Wednesday, August 10, 2011

Why am I afraid?

Today was a RAINY and COLD day. *bah*

slept till 10.30 in the morning. *not good*

did my PE work. Finally got stuff settled and sorted out.

Then I went to COBURG to the Fenix Fitness Centre to redeem 6 weeks pass from a voucher I bought. WOAH! can’t wait!

I set my goals already! Must be FITTER, TONER and Lighter (in weight) *laughs*

Anyway, I helped Rach to cook dinner. (first HOME cooked dinner after like forever!)

Went to church for dance practise! woah!! so TIRING!

The warm up itself wass.. *KABOOM* mind blowing and energy draining!

but I felt good. Like it was what I needed and wanted! Wanted to get back up on that scale and feel proud of myself.

We practiced our dance for VEGENITE. Had really hard moves!

Have to do the split and the bridge and the hand stand. I could do the bridge only! *SHUCKS*

To do the handstand. I must first master a simple cartwheel. and this is where my TITLE comes in.

Andreas (my friend that reminds me of my brother) kept encouraging me to just FLUNK my body and release it into the air! But I was afraid. I kept saying NO and NO. & then he asked me, ‘why can’t you do it? Just do it. What are you afraid of? Aren’t you a kid? C’mon, only adults worry about all this stuff.’ And it hit me, so hard, that I questioned myself. ‘Yea, what am I afraid of?’ *SHUCKS*

Used to be FEARLESS! but now apparently I am fearing EVERYTHING!

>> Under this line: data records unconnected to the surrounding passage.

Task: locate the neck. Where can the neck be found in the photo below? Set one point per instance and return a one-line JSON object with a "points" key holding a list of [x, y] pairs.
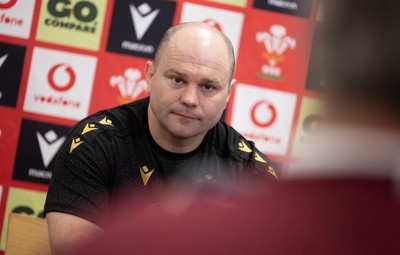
{"points": [[168, 141]]}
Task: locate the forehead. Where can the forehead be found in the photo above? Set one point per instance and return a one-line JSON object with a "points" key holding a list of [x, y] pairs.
{"points": [[197, 51]]}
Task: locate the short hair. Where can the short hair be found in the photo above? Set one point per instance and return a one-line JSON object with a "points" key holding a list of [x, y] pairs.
{"points": [[361, 42], [172, 31]]}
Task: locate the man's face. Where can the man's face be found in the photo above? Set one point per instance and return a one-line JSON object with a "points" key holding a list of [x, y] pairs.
{"points": [[190, 87]]}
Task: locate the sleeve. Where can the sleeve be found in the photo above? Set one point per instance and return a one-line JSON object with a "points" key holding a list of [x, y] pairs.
{"points": [[81, 175], [257, 164]]}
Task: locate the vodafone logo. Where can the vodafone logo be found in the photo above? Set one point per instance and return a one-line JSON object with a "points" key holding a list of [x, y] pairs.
{"points": [[7, 4], [263, 114], [61, 77], [213, 23]]}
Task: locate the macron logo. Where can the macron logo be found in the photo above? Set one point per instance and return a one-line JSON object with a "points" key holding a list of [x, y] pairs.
{"points": [[3, 59], [142, 18], [49, 145]]}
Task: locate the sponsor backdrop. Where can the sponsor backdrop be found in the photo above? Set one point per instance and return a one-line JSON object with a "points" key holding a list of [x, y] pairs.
{"points": [[61, 60]]}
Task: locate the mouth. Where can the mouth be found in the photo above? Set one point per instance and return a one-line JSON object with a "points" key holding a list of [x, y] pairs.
{"points": [[186, 116]]}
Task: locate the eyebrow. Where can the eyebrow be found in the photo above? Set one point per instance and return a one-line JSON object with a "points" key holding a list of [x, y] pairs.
{"points": [[202, 81]]}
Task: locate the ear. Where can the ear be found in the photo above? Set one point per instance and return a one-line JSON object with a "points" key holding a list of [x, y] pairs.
{"points": [[231, 87], [149, 72]]}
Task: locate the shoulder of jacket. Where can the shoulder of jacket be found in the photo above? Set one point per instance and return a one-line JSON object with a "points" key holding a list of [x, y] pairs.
{"points": [[243, 149], [97, 126]]}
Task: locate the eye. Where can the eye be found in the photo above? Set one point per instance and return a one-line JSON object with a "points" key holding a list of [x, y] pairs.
{"points": [[177, 80], [208, 87]]}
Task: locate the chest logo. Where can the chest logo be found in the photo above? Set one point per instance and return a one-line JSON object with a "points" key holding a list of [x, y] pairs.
{"points": [[146, 174]]}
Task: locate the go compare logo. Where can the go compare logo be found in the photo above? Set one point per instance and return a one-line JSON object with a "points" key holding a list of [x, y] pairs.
{"points": [[84, 13], [72, 22]]}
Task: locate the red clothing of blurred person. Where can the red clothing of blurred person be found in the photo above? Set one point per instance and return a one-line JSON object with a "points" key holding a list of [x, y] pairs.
{"points": [[357, 216]]}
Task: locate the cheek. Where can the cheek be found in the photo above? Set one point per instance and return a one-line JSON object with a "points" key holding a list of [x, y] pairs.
{"points": [[214, 109]]}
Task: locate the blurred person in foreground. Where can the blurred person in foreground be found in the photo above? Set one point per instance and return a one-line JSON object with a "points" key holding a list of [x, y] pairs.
{"points": [[343, 199], [134, 152]]}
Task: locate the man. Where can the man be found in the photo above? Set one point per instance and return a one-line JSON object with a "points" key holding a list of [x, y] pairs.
{"points": [[346, 200], [172, 138]]}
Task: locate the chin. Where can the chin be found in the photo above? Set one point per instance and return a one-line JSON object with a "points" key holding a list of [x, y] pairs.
{"points": [[185, 132]]}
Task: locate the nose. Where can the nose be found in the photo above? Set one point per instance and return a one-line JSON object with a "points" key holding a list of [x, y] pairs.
{"points": [[190, 96]]}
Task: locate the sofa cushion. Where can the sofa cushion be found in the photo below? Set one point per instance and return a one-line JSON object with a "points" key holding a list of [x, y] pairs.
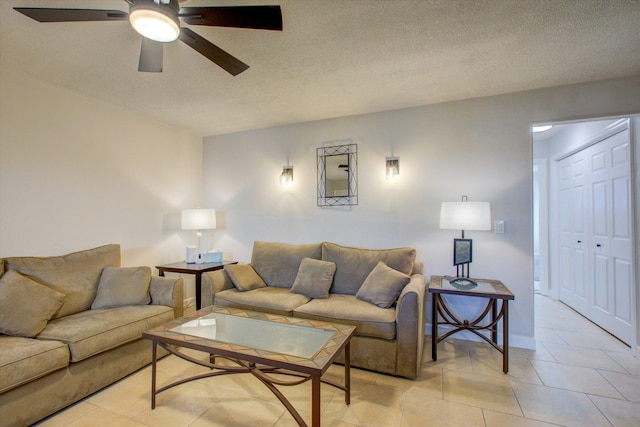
{"points": [[76, 275], [278, 263], [314, 278], [121, 286], [370, 320], [270, 299], [26, 306], [244, 277], [94, 331], [382, 286], [25, 359], [355, 264]]}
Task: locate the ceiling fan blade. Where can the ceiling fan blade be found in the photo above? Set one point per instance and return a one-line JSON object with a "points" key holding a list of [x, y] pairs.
{"points": [[229, 63], [70, 15], [258, 17], [150, 56]]}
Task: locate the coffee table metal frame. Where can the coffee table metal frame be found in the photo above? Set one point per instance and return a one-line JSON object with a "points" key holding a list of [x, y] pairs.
{"points": [[257, 362]]}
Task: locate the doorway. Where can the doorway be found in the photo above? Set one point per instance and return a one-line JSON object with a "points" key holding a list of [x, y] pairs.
{"points": [[575, 264]]}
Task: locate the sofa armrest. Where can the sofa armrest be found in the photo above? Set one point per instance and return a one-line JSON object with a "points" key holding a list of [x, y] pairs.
{"points": [[212, 283], [410, 327], [168, 291]]}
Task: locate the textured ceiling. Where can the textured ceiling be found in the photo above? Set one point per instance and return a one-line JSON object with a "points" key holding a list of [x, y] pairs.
{"points": [[334, 57]]}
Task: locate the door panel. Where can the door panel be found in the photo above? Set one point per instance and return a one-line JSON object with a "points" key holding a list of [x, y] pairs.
{"points": [[596, 233]]}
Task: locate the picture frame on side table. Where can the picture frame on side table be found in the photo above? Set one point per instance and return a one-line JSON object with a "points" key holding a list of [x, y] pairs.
{"points": [[462, 251]]}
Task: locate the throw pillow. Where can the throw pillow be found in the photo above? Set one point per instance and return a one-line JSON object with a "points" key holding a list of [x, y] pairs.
{"points": [[314, 278], [244, 277], [120, 286], [26, 305], [382, 286]]}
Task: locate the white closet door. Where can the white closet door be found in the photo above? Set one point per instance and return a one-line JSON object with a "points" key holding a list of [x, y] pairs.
{"points": [[595, 215], [573, 262], [610, 251]]}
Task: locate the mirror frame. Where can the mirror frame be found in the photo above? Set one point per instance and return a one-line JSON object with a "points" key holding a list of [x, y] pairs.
{"points": [[351, 150]]}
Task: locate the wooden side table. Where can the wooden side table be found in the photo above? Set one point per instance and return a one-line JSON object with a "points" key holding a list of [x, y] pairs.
{"points": [[197, 269], [494, 290]]}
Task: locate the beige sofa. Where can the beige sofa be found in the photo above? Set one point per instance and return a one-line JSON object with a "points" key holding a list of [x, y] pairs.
{"points": [[71, 325], [381, 292]]}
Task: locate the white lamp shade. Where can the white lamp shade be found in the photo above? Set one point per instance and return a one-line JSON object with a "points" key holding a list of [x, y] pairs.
{"points": [[465, 216], [198, 219]]}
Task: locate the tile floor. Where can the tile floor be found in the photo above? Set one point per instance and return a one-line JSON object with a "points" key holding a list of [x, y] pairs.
{"points": [[577, 376]]}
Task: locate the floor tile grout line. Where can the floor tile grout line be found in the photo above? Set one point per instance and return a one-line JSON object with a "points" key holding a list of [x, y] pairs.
{"points": [[600, 410]]}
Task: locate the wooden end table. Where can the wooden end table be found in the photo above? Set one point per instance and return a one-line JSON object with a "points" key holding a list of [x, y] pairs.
{"points": [[494, 290], [197, 269]]}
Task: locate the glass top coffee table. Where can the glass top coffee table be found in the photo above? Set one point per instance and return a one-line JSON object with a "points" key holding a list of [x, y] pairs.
{"points": [[260, 344]]}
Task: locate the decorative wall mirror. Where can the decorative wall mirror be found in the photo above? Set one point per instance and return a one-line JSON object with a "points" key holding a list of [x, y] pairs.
{"points": [[338, 175]]}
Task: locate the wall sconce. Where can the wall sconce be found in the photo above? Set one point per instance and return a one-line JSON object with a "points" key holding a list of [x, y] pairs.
{"points": [[286, 177], [393, 168]]}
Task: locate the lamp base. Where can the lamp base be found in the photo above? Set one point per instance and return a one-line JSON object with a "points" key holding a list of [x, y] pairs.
{"points": [[463, 283]]}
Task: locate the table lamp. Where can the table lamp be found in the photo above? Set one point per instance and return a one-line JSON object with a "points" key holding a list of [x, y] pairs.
{"points": [[198, 219], [464, 215]]}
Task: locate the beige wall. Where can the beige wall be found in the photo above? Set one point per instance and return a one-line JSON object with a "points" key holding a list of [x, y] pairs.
{"points": [[480, 148], [77, 173]]}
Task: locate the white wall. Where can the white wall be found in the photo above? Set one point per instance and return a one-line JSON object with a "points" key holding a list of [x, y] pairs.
{"points": [[76, 173], [480, 148]]}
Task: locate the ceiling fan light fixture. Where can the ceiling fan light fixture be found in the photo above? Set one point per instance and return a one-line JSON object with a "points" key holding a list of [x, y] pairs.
{"points": [[154, 21]]}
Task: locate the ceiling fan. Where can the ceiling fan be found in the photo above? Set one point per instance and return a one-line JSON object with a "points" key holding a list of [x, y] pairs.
{"points": [[158, 21]]}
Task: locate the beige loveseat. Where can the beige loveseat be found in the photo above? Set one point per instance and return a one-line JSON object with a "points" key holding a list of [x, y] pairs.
{"points": [[381, 292], [71, 325]]}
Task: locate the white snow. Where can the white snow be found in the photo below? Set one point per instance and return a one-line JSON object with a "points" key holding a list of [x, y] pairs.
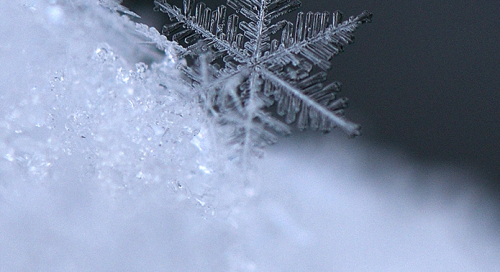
{"points": [[103, 169]]}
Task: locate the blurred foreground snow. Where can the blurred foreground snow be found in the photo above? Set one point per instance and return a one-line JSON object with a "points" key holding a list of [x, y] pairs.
{"points": [[102, 169]]}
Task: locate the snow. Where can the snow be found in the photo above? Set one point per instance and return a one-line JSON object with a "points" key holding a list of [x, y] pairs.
{"points": [[104, 169]]}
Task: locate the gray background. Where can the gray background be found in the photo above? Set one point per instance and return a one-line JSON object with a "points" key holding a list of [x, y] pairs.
{"points": [[423, 77]]}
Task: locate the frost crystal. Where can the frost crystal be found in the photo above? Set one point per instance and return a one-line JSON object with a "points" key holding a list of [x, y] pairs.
{"points": [[243, 67]]}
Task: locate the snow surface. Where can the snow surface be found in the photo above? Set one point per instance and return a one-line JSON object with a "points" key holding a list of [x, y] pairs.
{"points": [[104, 169]]}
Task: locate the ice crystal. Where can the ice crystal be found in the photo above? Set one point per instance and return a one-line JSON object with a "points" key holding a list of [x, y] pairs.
{"points": [[242, 67]]}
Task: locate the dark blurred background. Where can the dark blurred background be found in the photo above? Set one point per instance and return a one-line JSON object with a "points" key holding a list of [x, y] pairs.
{"points": [[423, 77]]}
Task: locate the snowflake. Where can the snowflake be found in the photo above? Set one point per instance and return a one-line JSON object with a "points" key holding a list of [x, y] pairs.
{"points": [[241, 68]]}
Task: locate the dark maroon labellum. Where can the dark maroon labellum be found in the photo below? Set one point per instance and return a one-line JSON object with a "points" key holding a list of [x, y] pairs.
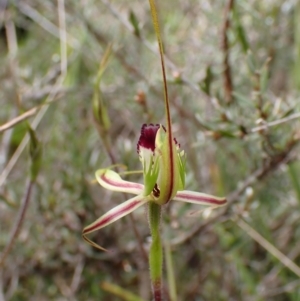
{"points": [[147, 138]]}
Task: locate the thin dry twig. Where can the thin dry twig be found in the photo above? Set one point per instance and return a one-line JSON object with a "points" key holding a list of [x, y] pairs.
{"points": [[228, 85], [267, 245], [18, 223], [222, 215], [19, 119], [195, 87], [275, 122]]}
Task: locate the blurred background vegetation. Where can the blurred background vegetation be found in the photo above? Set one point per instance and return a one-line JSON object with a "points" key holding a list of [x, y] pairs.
{"points": [[233, 69]]}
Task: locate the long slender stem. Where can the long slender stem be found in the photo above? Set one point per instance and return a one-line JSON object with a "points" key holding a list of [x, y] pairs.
{"points": [[156, 254], [18, 223]]}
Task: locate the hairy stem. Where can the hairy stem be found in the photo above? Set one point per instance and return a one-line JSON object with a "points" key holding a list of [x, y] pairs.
{"points": [[156, 255]]}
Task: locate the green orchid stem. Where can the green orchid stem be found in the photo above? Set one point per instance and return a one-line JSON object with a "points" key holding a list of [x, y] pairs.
{"points": [[156, 254]]}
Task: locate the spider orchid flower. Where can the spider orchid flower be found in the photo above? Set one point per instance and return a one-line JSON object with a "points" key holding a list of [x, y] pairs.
{"points": [[164, 179]]}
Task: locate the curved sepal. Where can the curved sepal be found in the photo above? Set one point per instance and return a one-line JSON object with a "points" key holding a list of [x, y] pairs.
{"points": [[111, 180], [113, 215], [199, 198]]}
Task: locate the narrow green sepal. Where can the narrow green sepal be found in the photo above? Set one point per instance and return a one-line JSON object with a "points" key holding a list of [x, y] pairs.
{"points": [[150, 175]]}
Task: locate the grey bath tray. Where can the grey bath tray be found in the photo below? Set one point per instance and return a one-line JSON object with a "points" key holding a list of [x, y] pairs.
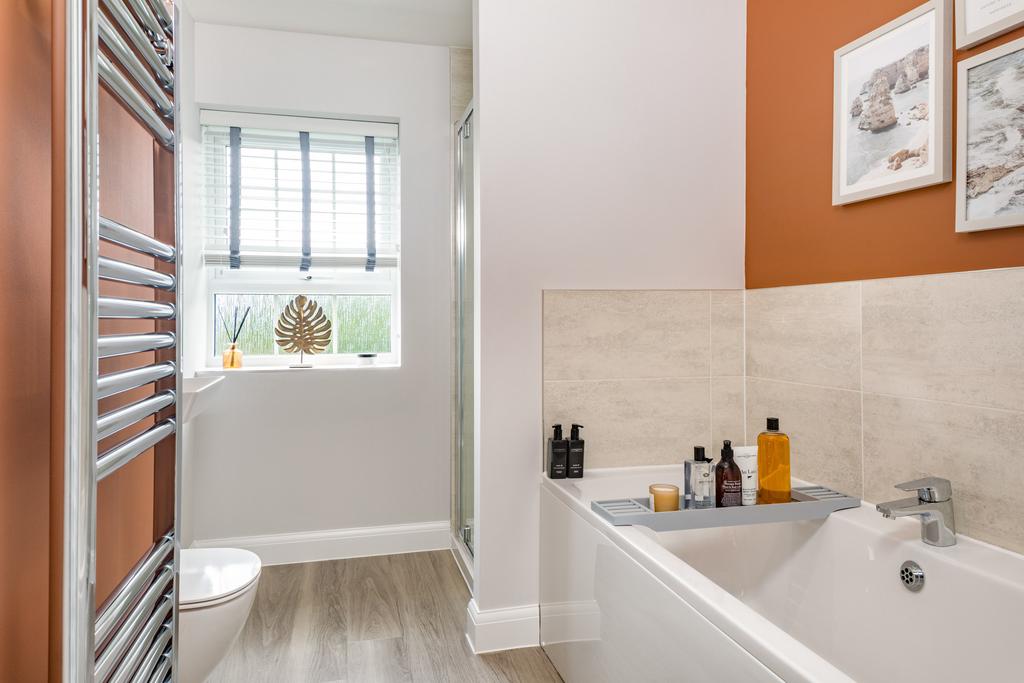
{"points": [[808, 503]]}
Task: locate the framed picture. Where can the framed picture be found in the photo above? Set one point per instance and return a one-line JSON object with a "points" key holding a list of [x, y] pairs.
{"points": [[989, 139], [891, 107], [977, 20]]}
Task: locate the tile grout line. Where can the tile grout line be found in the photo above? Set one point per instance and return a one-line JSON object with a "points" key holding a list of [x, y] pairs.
{"points": [[747, 438], [979, 407], [861, 306], [711, 379]]}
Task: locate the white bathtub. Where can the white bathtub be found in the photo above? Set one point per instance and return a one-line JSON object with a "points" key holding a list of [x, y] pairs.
{"points": [[810, 601]]}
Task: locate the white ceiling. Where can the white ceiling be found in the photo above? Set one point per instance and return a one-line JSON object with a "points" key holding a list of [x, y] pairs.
{"points": [[427, 22]]}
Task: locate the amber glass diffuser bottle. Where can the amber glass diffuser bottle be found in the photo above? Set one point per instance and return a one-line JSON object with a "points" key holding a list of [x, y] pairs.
{"points": [[773, 465]]}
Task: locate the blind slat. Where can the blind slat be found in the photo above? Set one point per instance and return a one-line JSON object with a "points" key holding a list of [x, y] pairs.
{"points": [[270, 198]]}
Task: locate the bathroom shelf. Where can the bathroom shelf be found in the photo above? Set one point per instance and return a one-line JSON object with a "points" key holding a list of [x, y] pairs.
{"points": [[808, 503]]}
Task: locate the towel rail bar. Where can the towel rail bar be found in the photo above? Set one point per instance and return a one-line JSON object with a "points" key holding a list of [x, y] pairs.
{"points": [[163, 15], [110, 345], [110, 268], [140, 648], [150, 24], [127, 58], [115, 421], [113, 612], [137, 36], [114, 231], [158, 599], [134, 308], [125, 91], [157, 650], [113, 460], [161, 675], [115, 383]]}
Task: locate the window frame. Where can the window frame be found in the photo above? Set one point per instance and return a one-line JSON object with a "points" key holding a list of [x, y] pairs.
{"points": [[324, 280], [221, 280]]}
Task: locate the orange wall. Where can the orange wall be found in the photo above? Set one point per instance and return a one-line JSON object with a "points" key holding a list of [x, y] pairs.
{"points": [[25, 338], [794, 235]]}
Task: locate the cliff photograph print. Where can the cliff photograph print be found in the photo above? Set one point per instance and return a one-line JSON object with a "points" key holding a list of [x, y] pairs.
{"points": [[990, 139], [889, 109]]}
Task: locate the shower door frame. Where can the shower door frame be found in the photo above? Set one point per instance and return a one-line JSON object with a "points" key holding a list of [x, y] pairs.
{"points": [[463, 550]]}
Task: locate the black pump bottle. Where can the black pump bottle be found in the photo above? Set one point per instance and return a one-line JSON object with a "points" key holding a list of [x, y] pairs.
{"points": [[728, 479], [558, 455], [576, 454]]}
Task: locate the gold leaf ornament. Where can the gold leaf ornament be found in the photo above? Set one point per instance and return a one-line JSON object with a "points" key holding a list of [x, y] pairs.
{"points": [[303, 328]]}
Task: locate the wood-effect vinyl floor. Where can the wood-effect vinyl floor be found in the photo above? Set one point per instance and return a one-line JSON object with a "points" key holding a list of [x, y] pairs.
{"points": [[371, 620]]}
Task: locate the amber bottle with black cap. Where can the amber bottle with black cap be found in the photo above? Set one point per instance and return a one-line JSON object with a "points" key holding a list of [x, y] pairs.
{"points": [[773, 465]]}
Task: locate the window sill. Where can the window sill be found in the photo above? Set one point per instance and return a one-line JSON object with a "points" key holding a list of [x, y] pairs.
{"points": [[211, 372]]}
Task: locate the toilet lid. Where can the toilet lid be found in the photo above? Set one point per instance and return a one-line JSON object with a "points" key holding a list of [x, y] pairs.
{"points": [[213, 573]]}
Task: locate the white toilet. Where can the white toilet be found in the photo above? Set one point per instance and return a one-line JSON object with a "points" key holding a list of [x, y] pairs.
{"points": [[216, 591]]}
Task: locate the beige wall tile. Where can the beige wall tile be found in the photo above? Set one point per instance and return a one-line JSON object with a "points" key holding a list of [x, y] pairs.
{"points": [[955, 337], [726, 333], [726, 412], [977, 449], [599, 335], [823, 425], [633, 422], [461, 74], [808, 334]]}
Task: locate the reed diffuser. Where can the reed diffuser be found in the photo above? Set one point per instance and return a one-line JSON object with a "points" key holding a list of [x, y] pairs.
{"points": [[232, 355]]}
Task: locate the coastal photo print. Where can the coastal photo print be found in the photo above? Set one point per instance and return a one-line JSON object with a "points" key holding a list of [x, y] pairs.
{"points": [[891, 108], [990, 139]]}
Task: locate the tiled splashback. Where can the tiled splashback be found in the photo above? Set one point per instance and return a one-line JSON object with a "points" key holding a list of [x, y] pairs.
{"points": [[647, 373], [877, 382]]}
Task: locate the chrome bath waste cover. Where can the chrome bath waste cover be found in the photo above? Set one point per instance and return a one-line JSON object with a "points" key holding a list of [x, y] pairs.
{"points": [[912, 575]]}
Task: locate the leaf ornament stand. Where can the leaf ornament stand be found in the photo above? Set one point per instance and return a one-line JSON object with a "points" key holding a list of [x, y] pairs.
{"points": [[303, 328]]}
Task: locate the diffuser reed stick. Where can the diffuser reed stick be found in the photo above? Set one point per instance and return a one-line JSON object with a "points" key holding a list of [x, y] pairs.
{"points": [[232, 356]]}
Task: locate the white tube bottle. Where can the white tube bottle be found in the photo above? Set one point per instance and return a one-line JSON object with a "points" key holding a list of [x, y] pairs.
{"points": [[747, 460]]}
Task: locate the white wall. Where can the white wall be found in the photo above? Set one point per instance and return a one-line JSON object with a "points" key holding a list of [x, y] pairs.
{"points": [[610, 155], [299, 451]]}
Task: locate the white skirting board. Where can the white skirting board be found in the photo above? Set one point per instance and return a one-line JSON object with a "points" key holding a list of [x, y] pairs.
{"points": [[505, 629], [339, 544]]}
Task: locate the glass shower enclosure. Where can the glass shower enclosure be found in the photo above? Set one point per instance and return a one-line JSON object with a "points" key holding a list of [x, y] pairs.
{"points": [[463, 519]]}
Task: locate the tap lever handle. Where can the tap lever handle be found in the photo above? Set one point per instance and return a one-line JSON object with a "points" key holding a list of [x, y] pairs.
{"points": [[930, 489]]}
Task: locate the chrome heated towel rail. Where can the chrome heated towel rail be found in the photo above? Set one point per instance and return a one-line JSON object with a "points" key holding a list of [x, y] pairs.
{"points": [[127, 46]]}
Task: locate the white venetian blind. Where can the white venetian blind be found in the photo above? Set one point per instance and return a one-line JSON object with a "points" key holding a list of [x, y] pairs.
{"points": [[271, 190]]}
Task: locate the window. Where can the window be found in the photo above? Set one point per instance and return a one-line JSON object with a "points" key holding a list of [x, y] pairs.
{"points": [[294, 206]]}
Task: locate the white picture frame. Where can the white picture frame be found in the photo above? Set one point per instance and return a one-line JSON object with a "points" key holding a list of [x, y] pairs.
{"points": [[890, 145], [983, 145], [978, 20]]}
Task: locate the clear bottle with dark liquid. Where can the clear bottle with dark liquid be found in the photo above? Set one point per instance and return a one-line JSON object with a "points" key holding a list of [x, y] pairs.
{"points": [[728, 479]]}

Fear the dark, fear being alone, fear of work, fear school, fear so so much!

Where have I gone to?

*SHUCKS*

I just hope that I could master this Cart wheel. It seems to me that it will help me to find myself back. *ICANDOIT!* but I can’t do it at home. No space. HAHA!

Love, Hannah

PS: be yourself and if you realized that you are not you anymore, find yourself again.